Collagenofibrotic Glomerulopathy.

Collagenofibrotic glomerulopathy or LMX1B-associated nephropathy is a rare disease in which type III collagen accumulates in the glomeruli. We herein report a 64-year-old Japanese woman with an elevated serum creatinine level and persistent proteinuria for 7 years. An electron microscopic study using tannic acid showed curved and frayed collagen fibers within mesangial and subendothelial regions compatible with type III collagen depositions. The distribution of type IV collagen α1-6 chains was normal. Since no pathogenic mutations were identified in the LMX1B gene, she was diagnosed with collagenofibrotic glomerulopathy and treated with angiotensin II receptor blocker and calcium antagonist to control her blood pressure.

Introduction

Collagenofibrotic glomerulopathy (CG) is a rare disease in which type III collagen accumulates in the glomeruli, and its major clinical presentation is proteinuria and/or hypertension, which leads to end-stage kidney failure (1). While type III collagen has been observed in blood vessels and renal interstitium in normal human kidneys, deposition of type III collagen in the glomeruli has never been observed (2).

The deposition of type III collagen in the glomeruli is observed in CG or nail-patella syndrome (NPS), which is a genetic disease caused by a mutation in LMX1B, which encodes LIM homeobox transcription factor 1-beta. The deposition of type III collagen in CG is observed in the subendothelial and mesangial areas, while that in NPS is observed in the lamina densa of the glomerular basement membrane (GBM). The major difference between CG and NPS is considered to be the presence of nail and/or patellar deformities in NPS.

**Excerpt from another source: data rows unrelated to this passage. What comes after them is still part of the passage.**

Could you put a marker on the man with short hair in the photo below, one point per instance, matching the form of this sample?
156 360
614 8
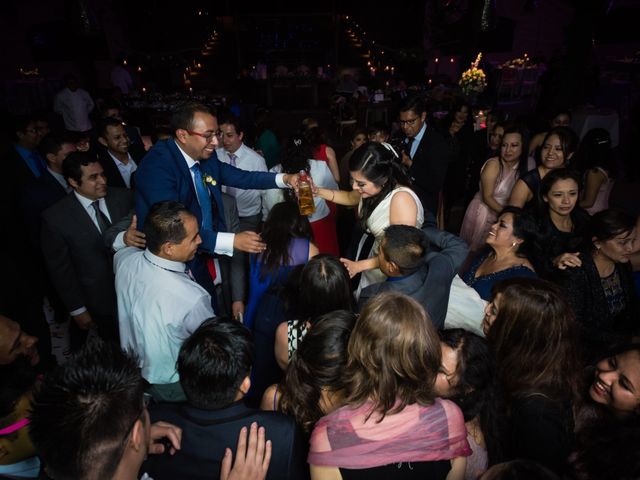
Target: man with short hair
214 366
414 269
159 303
236 153
119 166
74 104
72 243
427 153
186 169
89 419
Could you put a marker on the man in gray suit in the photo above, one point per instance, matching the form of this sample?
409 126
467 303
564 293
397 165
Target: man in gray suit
73 246
417 270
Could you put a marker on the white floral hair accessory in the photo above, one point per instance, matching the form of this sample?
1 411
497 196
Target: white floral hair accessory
391 149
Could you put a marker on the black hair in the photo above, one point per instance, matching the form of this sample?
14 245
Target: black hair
182 116
214 361
317 364
165 223
525 228
519 469
608 224
72 165
380 166
84 411
555 175
523 161
405 246
106 122
320 286
16 378
568 142
594 151
283 224
413 103
477 392
52 143
231 120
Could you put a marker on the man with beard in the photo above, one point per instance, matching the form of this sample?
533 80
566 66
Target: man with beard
186 169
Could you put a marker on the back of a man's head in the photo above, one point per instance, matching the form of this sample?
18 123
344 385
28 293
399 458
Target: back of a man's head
85 411
405 246
165 223
214 362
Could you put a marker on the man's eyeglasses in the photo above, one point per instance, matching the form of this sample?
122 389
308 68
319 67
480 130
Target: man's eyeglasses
207 136
409 122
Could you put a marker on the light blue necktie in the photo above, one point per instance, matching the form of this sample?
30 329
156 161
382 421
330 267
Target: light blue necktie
232 161
203 198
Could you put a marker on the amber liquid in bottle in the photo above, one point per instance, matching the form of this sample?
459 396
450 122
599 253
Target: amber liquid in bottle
305 195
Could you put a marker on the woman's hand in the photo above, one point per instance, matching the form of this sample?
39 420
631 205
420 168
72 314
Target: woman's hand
352 267
565 260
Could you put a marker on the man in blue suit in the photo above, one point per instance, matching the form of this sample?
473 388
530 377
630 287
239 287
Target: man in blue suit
186 169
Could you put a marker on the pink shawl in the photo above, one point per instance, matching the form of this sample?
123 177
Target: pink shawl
416 434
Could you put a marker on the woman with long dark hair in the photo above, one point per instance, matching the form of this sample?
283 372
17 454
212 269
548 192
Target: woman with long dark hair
497 178
601 289
287 235
467 376
382 192
313 383
558 147
392 425
298 157
532 332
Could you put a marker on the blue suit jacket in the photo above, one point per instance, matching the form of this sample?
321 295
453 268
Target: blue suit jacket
163 175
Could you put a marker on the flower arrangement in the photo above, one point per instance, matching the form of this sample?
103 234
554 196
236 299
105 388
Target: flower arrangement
525 61
473 80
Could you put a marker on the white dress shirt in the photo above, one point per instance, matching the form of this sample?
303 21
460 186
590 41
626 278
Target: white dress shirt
74 108
60 179
125 170
224 240
159 306
248 201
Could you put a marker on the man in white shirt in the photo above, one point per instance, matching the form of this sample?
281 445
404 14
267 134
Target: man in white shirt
115 158
236 153
159 302
75 105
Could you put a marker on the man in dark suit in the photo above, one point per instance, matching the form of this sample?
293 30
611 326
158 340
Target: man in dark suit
214 366
114 155
186 169
79 264
414 269
427 154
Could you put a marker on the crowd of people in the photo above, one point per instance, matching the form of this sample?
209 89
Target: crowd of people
205 310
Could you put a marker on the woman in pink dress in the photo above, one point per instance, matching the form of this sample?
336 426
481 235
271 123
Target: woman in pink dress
497 177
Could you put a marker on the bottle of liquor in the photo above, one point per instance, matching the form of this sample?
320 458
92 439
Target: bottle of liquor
305 195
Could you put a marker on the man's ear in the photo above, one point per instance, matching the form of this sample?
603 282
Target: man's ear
138 439
245 385
167 249
3 451
392 267
181 135
72 183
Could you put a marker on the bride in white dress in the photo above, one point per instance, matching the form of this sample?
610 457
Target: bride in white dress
381 191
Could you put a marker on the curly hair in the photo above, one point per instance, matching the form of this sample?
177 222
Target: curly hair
394 355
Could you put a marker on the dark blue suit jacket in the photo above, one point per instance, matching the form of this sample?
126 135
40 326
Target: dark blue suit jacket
164 175
206 434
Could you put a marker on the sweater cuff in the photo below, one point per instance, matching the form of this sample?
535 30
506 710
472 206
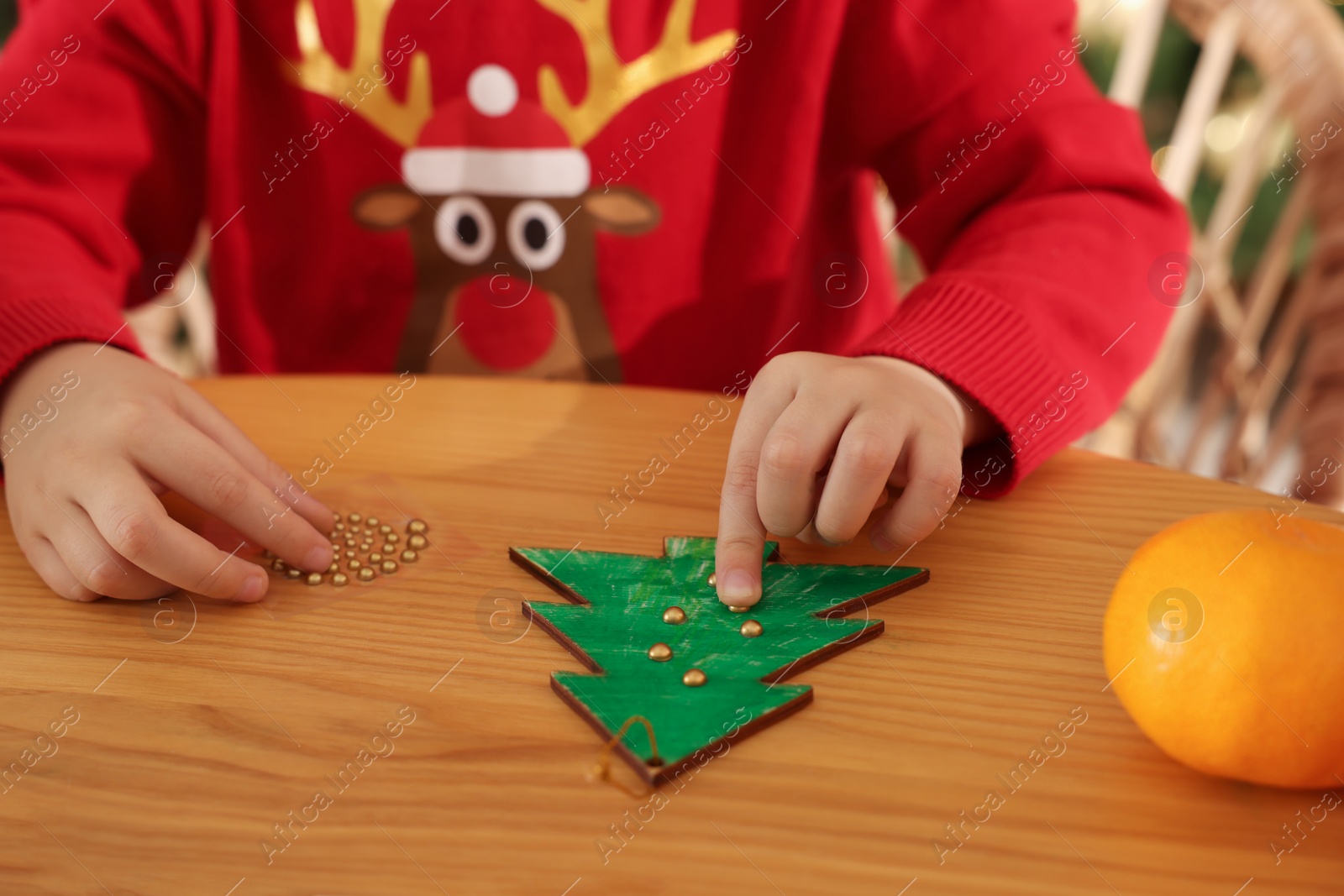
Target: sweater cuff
38 322
980 344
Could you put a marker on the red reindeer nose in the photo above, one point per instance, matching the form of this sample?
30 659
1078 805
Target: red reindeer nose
507 322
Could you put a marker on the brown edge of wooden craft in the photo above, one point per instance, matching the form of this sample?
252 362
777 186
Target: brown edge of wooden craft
655 775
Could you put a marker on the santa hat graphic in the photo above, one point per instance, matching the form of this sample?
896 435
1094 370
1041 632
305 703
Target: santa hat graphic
495 144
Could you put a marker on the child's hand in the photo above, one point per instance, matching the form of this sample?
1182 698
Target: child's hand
819 441
82 485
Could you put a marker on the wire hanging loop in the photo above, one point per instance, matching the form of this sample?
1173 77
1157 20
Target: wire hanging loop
602 765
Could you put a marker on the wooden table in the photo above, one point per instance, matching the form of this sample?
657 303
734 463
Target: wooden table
202 726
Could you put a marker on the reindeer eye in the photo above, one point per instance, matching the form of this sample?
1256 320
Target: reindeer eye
465 230
537 234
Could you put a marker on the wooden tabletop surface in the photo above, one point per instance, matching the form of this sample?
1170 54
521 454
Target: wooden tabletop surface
198 727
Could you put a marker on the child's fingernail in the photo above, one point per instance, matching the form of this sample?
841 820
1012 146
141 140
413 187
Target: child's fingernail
255 586
737 584
319 559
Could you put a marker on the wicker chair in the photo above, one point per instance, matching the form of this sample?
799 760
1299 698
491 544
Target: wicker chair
1277 372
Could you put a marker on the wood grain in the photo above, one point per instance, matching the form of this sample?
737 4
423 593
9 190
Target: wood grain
188 748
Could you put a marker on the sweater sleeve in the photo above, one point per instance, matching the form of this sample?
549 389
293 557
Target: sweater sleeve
1032 204
100 165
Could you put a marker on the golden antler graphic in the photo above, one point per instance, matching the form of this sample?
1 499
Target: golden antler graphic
320 73
613 83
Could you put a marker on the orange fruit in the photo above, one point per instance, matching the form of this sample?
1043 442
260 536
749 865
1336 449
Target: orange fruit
1223 641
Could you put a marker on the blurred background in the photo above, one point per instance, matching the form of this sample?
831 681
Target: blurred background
1241 102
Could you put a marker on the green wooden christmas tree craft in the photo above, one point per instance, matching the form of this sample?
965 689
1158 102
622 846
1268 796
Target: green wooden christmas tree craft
663 647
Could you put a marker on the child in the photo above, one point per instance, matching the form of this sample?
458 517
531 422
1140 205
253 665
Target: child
654 192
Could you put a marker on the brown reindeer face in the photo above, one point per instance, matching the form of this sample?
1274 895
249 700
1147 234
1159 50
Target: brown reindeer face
496 194
507 285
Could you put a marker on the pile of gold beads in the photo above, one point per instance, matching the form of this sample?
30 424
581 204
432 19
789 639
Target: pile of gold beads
363 547
675 616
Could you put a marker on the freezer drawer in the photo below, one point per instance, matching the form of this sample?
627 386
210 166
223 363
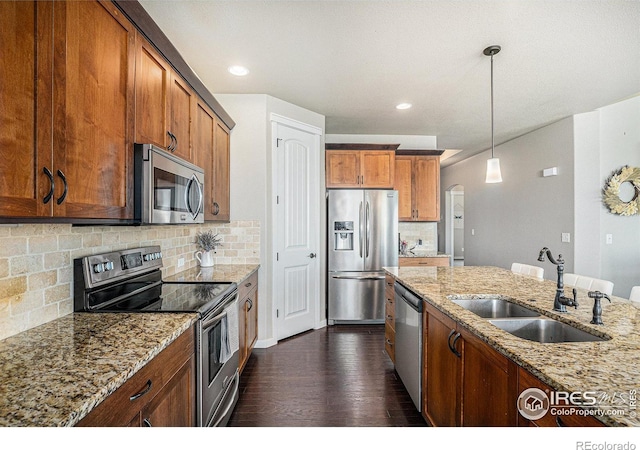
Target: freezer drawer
356 296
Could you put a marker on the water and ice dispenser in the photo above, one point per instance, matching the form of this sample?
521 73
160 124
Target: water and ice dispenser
343 235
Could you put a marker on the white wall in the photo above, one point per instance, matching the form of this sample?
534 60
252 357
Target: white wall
251 182
511 221
619 146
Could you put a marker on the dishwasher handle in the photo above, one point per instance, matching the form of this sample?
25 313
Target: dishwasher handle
408 297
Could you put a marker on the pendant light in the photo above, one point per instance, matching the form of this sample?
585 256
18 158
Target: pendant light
493 164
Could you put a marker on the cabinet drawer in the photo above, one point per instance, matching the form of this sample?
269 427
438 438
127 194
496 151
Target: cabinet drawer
390 342
119 408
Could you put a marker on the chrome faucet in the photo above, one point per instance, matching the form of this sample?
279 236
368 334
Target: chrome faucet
560 302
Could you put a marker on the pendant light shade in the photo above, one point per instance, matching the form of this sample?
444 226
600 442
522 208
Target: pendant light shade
493 171
493 164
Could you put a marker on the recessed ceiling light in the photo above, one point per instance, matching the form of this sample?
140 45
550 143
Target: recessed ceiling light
239 71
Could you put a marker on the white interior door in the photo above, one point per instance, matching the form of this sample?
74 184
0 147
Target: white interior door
297 268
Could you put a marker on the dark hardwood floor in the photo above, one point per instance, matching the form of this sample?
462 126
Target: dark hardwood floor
338 376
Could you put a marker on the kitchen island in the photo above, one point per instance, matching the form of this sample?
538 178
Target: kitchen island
608 367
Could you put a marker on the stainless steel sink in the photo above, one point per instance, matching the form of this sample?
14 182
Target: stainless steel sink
489 308
545 330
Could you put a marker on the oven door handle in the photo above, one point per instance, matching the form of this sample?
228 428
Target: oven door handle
212 322
235 385
209 323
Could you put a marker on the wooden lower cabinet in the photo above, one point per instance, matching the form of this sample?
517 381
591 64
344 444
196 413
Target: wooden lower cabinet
390 318
248 317
467 383
162 393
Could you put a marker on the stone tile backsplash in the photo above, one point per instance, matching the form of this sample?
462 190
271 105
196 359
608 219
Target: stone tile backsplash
36 261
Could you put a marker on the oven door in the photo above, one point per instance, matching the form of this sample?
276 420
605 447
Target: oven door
218 384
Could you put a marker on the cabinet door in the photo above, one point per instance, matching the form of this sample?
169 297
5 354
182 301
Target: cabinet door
152 82
342 168
25 115
203 153
427 188
403 184
252 320
93 111
377 169
489 383
174 405
182 105
221 173
442 377
242 330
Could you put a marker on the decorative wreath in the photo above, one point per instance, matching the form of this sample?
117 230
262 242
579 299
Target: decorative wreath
611 191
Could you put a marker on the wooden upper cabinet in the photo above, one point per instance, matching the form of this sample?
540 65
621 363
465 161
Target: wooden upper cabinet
404 186
418 184
221 173
153 79
93 111
67 122
25 115
211 150
343 168
360 167
182 111
165 104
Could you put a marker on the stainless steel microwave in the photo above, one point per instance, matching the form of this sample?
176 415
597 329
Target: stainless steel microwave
167 189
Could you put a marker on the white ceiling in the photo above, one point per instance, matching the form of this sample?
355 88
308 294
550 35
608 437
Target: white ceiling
353 61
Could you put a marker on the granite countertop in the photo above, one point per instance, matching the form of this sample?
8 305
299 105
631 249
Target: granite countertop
409 254
234 273
54 374
609 367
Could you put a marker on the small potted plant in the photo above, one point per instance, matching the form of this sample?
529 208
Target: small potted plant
206 241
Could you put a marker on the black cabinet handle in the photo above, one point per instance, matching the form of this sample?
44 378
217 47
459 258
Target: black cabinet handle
142 392
66 188
49 175
453 345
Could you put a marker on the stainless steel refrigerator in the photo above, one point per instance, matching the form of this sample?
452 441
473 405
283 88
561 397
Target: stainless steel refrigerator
362 239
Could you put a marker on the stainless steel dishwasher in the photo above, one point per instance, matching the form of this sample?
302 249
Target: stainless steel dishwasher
409 342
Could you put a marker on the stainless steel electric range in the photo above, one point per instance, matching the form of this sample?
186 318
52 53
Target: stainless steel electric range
131 281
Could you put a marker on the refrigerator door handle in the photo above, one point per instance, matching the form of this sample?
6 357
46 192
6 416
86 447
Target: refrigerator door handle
361 231
368 231
348 277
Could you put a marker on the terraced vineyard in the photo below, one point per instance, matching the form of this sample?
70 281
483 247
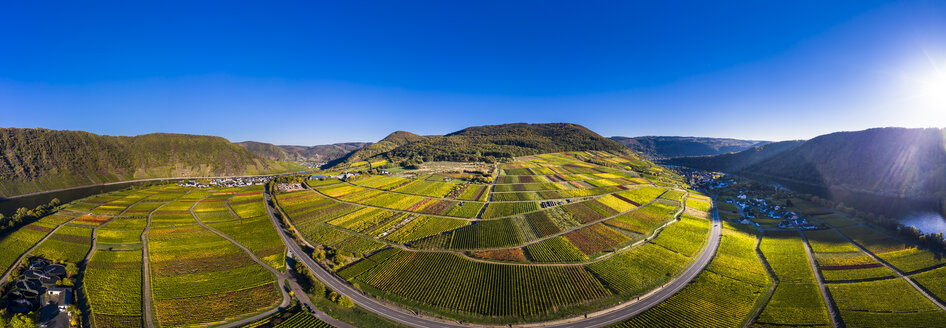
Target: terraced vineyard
554 236
722 296
196 276
556 233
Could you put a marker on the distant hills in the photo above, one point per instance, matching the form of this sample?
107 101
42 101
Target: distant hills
41 159
318 153
736 162
890 161
654 147
483 143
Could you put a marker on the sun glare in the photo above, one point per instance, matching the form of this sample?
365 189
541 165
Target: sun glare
924 88
931 91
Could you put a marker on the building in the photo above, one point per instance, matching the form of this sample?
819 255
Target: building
61 296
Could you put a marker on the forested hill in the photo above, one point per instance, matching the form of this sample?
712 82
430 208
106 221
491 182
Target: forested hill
895 161
318 153
667 147
485 143
40 159
736 162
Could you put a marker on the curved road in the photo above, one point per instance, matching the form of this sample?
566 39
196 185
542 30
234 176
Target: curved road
606 317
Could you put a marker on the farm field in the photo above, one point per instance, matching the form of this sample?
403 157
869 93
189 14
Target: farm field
113 284
723 295
199 277
797 300
888 303
528 250
477 288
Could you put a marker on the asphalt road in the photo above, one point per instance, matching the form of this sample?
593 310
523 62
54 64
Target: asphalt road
406 317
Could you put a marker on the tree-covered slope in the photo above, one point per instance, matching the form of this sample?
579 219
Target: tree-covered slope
896 161
486 143
668 147
735 162
318 153
40 159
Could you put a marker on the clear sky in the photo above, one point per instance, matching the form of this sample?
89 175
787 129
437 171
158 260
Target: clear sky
313 72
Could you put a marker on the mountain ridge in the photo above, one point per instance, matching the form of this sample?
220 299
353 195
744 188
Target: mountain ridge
43 159
317 153
487 143
658 147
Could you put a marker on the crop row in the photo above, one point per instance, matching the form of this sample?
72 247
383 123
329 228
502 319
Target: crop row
797 299
448 281
556 249
596 238
885 303
717 297
113 283
259 236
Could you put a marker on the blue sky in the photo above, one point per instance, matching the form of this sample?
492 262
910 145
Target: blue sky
312 73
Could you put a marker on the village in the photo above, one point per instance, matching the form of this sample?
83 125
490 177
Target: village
225 182
767 207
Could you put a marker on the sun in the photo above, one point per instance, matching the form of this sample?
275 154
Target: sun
924 88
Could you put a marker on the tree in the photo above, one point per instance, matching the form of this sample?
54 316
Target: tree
318 254
345 302
72 269
22 321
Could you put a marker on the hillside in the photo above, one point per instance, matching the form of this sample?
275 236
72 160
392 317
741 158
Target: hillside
41 159
667 147
485 143
318 153
735 162
895 161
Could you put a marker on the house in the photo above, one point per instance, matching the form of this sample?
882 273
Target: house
61 296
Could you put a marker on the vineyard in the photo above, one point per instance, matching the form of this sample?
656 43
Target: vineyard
477 288
887 303
113 285
194 269
797 299
723 295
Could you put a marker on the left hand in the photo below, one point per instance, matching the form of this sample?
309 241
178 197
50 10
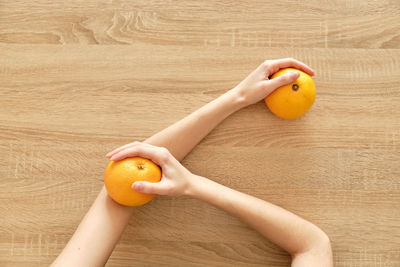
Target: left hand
257 85
175 179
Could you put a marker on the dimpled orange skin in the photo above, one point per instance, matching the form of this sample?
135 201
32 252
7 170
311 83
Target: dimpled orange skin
120 175
292 100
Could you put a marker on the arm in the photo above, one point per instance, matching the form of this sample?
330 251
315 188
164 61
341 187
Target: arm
307 244
102 226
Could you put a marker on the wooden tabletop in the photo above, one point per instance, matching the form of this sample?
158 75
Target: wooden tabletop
78 78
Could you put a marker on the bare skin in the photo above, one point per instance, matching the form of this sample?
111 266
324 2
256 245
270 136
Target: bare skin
102 226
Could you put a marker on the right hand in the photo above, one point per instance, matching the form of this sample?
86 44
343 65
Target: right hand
175 178
258 86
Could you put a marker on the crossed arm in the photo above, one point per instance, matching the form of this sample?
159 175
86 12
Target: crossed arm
102 226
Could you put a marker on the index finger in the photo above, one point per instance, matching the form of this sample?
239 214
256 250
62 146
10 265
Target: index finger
290 62
146 151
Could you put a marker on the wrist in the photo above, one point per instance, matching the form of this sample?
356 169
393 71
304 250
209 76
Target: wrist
192 184
236 98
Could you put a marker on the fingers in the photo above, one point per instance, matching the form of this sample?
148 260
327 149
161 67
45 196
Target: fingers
160 188
272 66
158 155
283 80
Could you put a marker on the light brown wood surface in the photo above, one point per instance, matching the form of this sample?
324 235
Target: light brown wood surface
78 78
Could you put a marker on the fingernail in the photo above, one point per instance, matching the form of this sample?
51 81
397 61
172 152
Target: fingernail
137 186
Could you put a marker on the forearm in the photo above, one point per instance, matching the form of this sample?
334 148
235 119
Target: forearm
287 230
181 137
97 234
102 226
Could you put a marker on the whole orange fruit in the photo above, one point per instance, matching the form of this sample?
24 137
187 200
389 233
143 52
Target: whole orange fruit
120 175
292 100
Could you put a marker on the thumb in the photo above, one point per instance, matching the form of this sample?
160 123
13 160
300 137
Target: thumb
283 79
147 187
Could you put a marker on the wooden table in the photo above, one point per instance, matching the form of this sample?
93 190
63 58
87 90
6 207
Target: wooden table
78 78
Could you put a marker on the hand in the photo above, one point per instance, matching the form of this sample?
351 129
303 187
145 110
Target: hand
175 178
257 85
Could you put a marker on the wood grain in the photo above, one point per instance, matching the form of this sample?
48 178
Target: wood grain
127 69
339 23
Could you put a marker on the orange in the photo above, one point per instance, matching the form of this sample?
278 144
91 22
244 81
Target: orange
120 175
292 100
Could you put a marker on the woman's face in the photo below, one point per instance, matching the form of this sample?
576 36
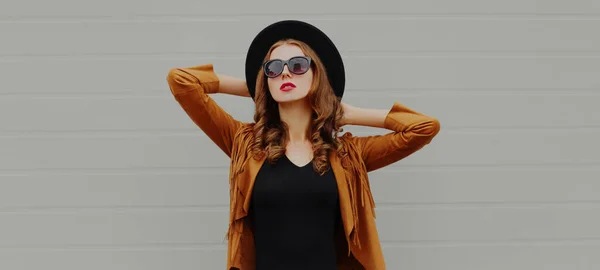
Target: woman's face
288 87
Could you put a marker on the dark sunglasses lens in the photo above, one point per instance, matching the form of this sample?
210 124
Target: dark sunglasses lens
298 65
274 68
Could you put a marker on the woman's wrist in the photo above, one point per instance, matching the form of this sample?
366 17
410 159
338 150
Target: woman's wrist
364 116
232 86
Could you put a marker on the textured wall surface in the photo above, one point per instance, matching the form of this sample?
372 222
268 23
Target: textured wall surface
101 169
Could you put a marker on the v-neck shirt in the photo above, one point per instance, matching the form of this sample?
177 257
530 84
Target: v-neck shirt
295 214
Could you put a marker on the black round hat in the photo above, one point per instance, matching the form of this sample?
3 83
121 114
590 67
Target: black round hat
302 31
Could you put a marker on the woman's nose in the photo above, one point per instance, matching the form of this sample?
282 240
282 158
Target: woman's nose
285 72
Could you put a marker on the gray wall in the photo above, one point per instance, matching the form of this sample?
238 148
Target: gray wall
100 168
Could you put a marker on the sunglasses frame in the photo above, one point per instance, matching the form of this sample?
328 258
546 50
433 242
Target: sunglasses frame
286 62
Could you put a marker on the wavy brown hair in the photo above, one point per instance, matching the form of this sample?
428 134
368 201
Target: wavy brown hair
271 134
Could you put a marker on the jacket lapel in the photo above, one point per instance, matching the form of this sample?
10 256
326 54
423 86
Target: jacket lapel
344 195
253 167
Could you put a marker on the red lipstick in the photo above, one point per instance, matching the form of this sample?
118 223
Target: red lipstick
288 86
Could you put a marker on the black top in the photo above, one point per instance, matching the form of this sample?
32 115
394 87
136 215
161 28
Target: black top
295 214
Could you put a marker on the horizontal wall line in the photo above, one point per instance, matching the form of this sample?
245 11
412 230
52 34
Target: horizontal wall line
380 206
328 16
517 54
594 241
194 132
203 170
164 93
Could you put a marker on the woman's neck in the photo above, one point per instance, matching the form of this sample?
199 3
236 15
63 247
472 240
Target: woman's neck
297 115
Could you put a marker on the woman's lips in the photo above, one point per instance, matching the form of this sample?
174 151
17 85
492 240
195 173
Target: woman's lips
287 87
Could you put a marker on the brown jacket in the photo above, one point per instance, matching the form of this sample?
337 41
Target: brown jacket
359 246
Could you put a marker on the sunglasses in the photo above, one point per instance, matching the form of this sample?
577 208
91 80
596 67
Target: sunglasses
297 65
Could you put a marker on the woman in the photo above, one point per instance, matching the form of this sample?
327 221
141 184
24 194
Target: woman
300 197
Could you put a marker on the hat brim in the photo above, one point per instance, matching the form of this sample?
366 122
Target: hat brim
302 31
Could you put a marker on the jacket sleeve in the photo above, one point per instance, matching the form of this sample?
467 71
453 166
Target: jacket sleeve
191 88
411 132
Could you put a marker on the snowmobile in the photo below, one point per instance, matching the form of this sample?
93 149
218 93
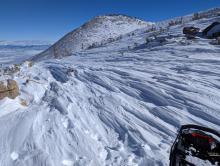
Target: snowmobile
194 146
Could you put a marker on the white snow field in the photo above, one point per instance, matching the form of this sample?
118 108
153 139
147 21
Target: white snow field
120 104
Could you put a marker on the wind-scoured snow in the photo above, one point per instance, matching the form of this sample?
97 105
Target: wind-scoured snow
120 104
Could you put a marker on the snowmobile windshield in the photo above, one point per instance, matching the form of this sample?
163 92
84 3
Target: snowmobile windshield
196 145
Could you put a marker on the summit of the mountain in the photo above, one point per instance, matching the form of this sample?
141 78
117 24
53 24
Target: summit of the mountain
98 30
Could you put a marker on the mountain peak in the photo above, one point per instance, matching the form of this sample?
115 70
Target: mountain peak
93 32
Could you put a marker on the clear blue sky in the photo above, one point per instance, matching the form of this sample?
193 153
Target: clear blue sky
51 19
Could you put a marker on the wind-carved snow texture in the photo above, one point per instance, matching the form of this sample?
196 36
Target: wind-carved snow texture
112 105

However, there was a report of NPS without extrarenal manifestations (3). There have also been reports of LMX1B-associated nephropathy without an extrarenal phenotype (4, 5) and LMX1B-associated nephropathy with type III collagen deposition (6).

Therefore, we analyzed the genomic sequence of LMX1B in the present case.

Case Report

A 64-year-old Japanese woman was referred to our hospital because of elevated serum creatinine levels and persistent proteinuria for 7 years. The serum creatinine level had increased from 0.85 mg/dL to 1.16 mg/dL over the past 2 years. The degree of proteinuria had gradually increased from 1+ to 3+ over the past 4 years without hematuria. The patient had a more than 10-year history of hypertension, and her blood pressure had been found to be about 150/80 mmHg at a local clinic. She had no history of smoking and alcoholism. She had no family history of kidney disease.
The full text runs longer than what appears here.